Data warehousing requirements

From: Gabriele Bartolini <angusgb(at)tin(dot)it>
To: pgsql-performance(at)postgresql(dot)org
Subject: Data warehousing requirements
Date: 2004-10-06 21:36:05
Message-ID: 6.1.2.0.2.20041006230239.0201bd40@box.tin.it
Views: Raw Message | Whole Thread | Download mbox | Resend email
Thread:
Lists: pgsql-performance

Hi guys,

I just discussed about my problem on IRC. I am building a Web usage
mining system based on Linux, PostgreSQL and C++ made up of an OLTP
database which feeds several and multi-purpose data warehouses about users'
behaviour on HTTP servers.

I modelled every warehouse using the star schema, with a fact table and
then 'n' dimension tables linked using a surrogate ID.

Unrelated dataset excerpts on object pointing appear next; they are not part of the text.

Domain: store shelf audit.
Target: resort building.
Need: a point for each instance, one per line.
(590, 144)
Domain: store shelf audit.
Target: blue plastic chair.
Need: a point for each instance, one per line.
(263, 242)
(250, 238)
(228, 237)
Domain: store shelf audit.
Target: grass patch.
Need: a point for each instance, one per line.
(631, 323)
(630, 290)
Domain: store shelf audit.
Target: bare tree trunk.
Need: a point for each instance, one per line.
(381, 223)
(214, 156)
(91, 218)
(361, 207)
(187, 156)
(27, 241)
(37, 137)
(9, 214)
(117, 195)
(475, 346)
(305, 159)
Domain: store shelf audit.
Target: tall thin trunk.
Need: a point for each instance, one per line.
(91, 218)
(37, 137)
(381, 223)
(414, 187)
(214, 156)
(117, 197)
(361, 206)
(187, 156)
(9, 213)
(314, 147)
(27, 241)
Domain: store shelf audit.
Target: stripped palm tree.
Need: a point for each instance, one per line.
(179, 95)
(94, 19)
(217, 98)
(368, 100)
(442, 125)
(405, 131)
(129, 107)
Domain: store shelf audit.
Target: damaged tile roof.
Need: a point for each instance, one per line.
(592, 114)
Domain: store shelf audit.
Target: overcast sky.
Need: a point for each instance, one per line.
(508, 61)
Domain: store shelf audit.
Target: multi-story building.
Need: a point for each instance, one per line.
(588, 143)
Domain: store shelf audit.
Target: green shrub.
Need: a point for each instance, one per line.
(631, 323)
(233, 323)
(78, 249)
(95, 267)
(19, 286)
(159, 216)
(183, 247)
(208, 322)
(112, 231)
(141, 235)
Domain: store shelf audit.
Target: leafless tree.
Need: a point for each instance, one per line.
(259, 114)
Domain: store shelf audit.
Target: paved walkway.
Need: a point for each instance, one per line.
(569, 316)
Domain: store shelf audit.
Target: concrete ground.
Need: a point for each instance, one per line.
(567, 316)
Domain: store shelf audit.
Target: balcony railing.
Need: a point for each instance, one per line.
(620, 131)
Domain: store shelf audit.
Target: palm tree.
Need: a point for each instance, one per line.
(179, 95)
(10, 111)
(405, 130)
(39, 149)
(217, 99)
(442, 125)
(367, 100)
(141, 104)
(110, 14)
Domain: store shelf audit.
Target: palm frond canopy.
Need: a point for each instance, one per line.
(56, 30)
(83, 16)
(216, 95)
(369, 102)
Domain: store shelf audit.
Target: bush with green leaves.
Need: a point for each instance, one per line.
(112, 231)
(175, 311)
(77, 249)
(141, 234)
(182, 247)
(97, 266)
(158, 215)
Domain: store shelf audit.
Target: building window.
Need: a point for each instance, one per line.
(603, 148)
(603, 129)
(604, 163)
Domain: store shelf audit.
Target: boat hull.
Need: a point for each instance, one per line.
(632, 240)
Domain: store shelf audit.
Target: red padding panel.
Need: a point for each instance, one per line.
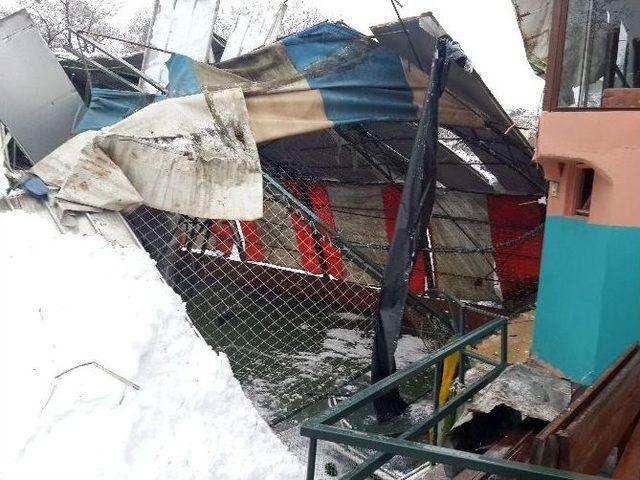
(304, 235)
(517, 265)
(319, 198)
(253, 248)
(223, 236)
(391, 196)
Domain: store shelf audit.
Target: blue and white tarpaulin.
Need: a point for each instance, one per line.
(326, 76)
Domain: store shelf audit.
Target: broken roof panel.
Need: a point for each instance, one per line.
(498, 142)
(534, 20)
(38, 103)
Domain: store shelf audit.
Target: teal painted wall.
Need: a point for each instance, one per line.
(588, 309)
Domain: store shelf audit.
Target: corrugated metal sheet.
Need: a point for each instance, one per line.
(506, 152)
(38, 103)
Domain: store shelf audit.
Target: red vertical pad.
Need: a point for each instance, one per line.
(391, 196)
(253, 248)
(223, 236)
(517, 264)
(320, 204)
(304, 234)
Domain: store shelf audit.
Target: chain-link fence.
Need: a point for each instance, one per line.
(291, 297)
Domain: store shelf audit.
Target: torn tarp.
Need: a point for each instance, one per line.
(191, 155)
(410, 232)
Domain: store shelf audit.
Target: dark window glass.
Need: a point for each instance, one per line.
(601, 50)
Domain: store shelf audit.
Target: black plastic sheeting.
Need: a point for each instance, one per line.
(416, 206)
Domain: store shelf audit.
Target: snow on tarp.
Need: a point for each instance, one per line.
(255, 30)
(192, 155)
(104, 377)
(182, 26)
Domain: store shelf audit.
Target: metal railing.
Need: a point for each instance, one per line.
(407, 444)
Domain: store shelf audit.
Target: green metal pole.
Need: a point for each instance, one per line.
(311, 462)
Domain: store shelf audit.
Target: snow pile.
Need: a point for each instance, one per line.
(103, 378)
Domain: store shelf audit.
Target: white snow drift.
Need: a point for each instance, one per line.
(102, 376)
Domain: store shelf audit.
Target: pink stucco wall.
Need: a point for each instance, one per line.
(608, 142)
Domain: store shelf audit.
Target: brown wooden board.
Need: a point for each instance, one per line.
(588, 440)
(628, 467)
(546, 448)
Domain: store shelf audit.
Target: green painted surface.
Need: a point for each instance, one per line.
(588, 308)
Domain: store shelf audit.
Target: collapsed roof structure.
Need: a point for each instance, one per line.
(267, 187)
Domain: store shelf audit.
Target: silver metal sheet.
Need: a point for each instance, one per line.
(38, 103)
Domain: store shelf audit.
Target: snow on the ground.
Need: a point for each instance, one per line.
(148, 399)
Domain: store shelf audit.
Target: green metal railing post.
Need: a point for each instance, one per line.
(323, 428)
(311, 462)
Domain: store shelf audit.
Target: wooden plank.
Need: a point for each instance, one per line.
(586, 443)
(628, 467)
(545, 447)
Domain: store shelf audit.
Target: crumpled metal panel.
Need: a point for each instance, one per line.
(38, 103)
(526, 388)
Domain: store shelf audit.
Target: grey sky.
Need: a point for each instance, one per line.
(486, 29)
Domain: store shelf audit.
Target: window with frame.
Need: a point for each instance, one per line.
(601, 51)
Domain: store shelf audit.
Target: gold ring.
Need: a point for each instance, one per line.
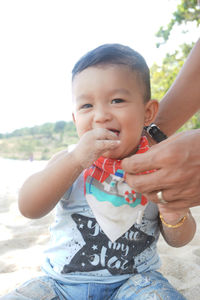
(160, 198)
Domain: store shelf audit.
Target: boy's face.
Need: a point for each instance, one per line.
(111, 97)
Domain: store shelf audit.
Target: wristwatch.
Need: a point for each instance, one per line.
(154, 131)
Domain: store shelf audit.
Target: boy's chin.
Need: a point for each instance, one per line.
(112, 155)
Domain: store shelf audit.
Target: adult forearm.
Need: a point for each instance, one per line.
(178, 237)
(183, 98)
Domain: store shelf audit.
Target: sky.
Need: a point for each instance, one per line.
(41, 40)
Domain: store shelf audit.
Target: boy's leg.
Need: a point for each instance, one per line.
(40, 288)
(148, 286)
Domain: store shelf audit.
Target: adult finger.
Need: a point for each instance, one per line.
(141, 162)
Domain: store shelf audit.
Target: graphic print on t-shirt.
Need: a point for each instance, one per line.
(100, 253)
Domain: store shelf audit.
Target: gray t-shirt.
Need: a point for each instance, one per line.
(80, 252)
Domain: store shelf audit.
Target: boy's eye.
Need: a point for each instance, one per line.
(118, 100)
(87, 105)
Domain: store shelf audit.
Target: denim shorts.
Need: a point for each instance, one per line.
(145, 286)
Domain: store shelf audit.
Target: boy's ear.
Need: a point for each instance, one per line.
(151, 110)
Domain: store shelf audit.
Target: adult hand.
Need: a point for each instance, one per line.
(177, 175)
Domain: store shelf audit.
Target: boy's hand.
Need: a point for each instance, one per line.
(94, 144)
(172, 216)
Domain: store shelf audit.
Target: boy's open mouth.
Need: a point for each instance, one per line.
(117, 132)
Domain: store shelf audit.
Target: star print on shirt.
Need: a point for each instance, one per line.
(100, 253)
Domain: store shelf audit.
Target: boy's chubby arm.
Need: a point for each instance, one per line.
(42, 190)
(182, 235)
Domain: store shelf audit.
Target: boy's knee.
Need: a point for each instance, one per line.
(36, 289)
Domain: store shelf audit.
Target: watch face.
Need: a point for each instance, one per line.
(156, 133)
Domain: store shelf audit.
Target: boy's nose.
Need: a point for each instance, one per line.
(102, 114)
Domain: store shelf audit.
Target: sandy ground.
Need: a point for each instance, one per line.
(22, 241)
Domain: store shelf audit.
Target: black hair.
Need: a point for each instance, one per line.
(116, 54)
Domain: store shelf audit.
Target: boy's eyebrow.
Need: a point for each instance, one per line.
(112, 92)
(120, 91)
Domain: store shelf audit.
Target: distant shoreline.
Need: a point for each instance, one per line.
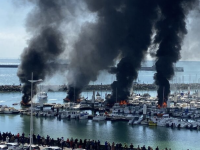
(17, 88)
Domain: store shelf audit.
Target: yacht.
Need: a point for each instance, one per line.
(99, 117)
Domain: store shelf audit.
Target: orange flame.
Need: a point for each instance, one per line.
(164, 105)
(123, 102)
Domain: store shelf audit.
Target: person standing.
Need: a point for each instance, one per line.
(62, 142)
(7, 139)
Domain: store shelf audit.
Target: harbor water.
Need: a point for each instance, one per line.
(176, 139)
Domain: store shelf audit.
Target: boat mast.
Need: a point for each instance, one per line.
(116, 95)
(163, 94)
(74, 92)
(101, 89)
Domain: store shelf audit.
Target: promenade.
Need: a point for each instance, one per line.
(16, 88)
(69, 143)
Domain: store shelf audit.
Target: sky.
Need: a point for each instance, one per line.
(13, 35)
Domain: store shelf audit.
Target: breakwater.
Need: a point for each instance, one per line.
(17, 88)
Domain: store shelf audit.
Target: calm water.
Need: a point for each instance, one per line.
(105, 130)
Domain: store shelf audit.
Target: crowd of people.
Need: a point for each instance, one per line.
(69, 142)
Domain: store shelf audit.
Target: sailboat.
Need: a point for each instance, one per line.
(42, 95)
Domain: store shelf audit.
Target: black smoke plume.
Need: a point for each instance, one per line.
(123, 27)
(170, 31)
(46, 44)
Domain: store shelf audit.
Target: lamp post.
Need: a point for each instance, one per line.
(31, 121)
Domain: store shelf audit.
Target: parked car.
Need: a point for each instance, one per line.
(3, 147)
(52, 148)
(33, 147)
(12, 146)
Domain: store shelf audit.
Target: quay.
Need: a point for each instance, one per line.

Discussing with the guys of the chat, I came up with these conclusions,
regarding the warehouse's performance:

1) don't use referential integrity in the facts table
2) use INTEGER and avoid SMALLINT and NUMERIC types for dimensions' IDs
3) use an index for every dimension's ID in the fact table

As far as administration is concerned: run VACUUM ANALYSE daily and
VACUUM FULL periodically.

Is there anything else I should keep in mind?

Also, I was looking for advice regarding hardware requirements for a
data warehouse system that needs to satisfy online queries. I have indeed
no idea at the moment. I can only predict 4 million about records a month
in the fact table, does it make sense or not? is it too much?

Data needs to be easily backed up and eventually replicated.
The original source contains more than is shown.